Is the classical interpretation of relative entropy wrong?

34 Views Asked by At

The relative entropy between two probability distributions $p=\{p_i\}$ and $q=\{q_i\}$ (also called KL divergence) is given by $$D_{KL}(p\ ||\ q)=\sum_i p_i \log\left(\frac{p_i}{q_i}\right)$$

The classical interpretation of $D_{KL}(p\ ||\ q)$ is that it gives the expected number of extra bits that we get if we optimize the average code length for $p$ using $q$, compared to optimizing for $p$ using $p$.

This is clearly wrong, since $D_{KL}$ can be infinity. I have thought of a correct interpretation but I would like to know if there are alternatives to it. Here is my suggestion:

Given a probability distribution, an algorithm that creates codes and approaches the entropy lower bound (with an error of at most 1 bit) is the Shannon coding.
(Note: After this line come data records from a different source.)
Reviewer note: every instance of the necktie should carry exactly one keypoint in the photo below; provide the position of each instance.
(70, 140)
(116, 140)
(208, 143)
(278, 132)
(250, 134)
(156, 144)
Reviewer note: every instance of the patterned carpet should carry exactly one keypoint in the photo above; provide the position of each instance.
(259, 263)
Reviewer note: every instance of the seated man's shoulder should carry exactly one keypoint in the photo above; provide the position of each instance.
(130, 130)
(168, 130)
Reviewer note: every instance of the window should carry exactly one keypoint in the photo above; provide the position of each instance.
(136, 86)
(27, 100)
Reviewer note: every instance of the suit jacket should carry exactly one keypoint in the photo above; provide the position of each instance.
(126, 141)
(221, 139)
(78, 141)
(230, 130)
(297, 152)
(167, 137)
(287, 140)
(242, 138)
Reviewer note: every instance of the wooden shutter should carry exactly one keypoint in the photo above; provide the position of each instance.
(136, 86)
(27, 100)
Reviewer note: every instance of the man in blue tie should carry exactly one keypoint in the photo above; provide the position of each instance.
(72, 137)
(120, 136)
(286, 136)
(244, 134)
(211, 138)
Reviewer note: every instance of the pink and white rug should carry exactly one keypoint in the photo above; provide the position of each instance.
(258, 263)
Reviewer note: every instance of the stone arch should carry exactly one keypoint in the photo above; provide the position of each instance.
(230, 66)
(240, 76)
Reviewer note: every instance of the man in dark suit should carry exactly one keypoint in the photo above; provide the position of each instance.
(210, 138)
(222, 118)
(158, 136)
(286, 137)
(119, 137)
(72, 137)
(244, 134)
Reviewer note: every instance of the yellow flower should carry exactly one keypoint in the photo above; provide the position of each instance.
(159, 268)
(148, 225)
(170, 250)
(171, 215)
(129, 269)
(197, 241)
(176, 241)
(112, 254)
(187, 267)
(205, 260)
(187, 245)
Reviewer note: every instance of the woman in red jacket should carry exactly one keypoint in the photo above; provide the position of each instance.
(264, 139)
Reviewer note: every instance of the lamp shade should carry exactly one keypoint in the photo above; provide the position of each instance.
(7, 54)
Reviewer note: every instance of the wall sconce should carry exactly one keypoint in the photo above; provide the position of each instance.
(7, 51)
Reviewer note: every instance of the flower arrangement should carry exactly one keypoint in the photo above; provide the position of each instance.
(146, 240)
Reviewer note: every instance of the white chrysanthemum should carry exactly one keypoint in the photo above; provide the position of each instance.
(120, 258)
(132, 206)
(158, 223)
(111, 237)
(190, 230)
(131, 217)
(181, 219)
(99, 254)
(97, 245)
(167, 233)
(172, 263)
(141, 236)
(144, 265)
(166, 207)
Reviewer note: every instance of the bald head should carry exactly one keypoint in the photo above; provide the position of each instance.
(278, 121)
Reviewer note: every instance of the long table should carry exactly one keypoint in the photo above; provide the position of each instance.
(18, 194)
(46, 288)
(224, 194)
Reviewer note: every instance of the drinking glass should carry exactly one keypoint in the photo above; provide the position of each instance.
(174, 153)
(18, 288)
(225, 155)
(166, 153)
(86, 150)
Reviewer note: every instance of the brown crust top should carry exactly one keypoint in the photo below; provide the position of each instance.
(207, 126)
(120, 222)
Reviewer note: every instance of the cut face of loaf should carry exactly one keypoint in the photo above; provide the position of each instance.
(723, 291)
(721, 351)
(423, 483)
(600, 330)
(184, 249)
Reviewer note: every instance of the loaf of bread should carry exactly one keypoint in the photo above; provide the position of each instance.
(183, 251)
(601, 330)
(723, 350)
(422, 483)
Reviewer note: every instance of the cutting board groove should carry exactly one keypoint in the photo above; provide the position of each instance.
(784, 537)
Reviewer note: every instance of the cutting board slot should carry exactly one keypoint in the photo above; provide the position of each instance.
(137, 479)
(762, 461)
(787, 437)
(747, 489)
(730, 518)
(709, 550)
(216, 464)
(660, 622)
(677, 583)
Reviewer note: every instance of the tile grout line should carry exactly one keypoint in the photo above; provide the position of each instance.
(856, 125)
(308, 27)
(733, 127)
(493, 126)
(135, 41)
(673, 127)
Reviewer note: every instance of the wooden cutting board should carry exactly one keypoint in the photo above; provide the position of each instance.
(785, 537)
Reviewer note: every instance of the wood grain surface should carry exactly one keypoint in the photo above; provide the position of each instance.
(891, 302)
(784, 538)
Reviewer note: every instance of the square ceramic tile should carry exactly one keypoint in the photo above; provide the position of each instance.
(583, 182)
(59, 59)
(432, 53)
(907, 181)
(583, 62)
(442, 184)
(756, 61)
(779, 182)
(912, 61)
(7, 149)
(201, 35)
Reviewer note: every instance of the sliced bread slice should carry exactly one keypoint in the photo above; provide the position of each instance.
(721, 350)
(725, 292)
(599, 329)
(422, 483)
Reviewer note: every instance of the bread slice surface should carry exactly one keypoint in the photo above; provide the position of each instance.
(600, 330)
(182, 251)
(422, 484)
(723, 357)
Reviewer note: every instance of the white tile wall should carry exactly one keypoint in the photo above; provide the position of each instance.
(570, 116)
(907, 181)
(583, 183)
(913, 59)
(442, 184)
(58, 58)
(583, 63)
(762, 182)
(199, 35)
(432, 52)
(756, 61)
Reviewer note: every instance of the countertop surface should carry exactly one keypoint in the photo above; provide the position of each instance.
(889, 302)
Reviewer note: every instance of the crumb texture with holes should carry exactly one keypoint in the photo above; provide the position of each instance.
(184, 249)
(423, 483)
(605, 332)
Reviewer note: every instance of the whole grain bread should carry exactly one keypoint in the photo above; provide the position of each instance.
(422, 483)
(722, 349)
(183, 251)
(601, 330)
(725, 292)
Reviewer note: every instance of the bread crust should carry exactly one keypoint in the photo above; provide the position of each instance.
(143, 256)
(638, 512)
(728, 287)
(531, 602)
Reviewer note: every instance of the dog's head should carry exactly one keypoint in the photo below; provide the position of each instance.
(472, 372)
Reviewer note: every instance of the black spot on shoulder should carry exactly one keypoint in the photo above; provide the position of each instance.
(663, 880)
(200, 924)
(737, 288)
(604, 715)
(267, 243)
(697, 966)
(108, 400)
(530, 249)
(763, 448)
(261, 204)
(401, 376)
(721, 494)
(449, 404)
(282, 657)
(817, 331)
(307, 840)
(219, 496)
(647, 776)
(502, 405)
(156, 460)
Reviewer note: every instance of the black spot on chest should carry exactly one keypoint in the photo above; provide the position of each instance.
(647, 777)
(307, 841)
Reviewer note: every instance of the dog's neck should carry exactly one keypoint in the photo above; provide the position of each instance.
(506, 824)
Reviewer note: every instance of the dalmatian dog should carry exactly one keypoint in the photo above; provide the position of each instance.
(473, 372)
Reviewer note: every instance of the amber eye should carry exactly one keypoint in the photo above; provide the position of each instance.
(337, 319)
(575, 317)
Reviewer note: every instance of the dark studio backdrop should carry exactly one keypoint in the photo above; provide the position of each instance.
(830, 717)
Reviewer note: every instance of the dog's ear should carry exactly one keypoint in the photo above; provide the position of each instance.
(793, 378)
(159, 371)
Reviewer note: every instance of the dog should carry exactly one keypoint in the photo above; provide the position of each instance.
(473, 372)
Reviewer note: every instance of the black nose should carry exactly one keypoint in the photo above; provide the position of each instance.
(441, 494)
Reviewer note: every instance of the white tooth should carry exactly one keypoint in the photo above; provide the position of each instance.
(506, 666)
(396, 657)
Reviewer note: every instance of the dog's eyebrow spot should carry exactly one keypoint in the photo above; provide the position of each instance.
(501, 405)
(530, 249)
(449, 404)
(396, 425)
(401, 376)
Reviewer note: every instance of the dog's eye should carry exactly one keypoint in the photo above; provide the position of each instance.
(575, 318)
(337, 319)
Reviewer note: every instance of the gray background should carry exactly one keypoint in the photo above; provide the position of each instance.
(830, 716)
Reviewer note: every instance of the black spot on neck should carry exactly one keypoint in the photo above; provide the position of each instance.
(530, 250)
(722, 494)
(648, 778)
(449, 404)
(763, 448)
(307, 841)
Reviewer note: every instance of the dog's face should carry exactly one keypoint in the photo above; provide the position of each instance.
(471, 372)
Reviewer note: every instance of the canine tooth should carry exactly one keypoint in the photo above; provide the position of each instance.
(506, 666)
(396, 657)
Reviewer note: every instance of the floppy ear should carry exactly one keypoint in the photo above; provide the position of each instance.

It is perhaps the first algorithm that comes to mind, and the nice thing about it is that if a symbol has probability $p_i$, then its code-length will be $\left\lceil \log_2\left(\frac{1}{p_i}\right)\right\rceil$.

Now, a correct (but not fully satisfying) interpretation is that the $D_{KL}(p\ ||\ q)$ is (within a maximum error of 2 bits to account for the ceiling) the expected number of extra bits that we get if we run Shannon coding for $p$ using $q$, compared to running it using $p$. I.e., going from

$$\sum_i p_i \left\lceil\log\left(\frac{1}{q_i}\right)\right\rceil- \sum_i p_i \left\lceil\log\left(\frac{1}{p_i}\right)\right\rceil$$

to

$$\sum_i p_i \log\left(\frac{1}{q_i}\right)- \sum_i p_i \log\left(\frac{1}{p_i}\right)$$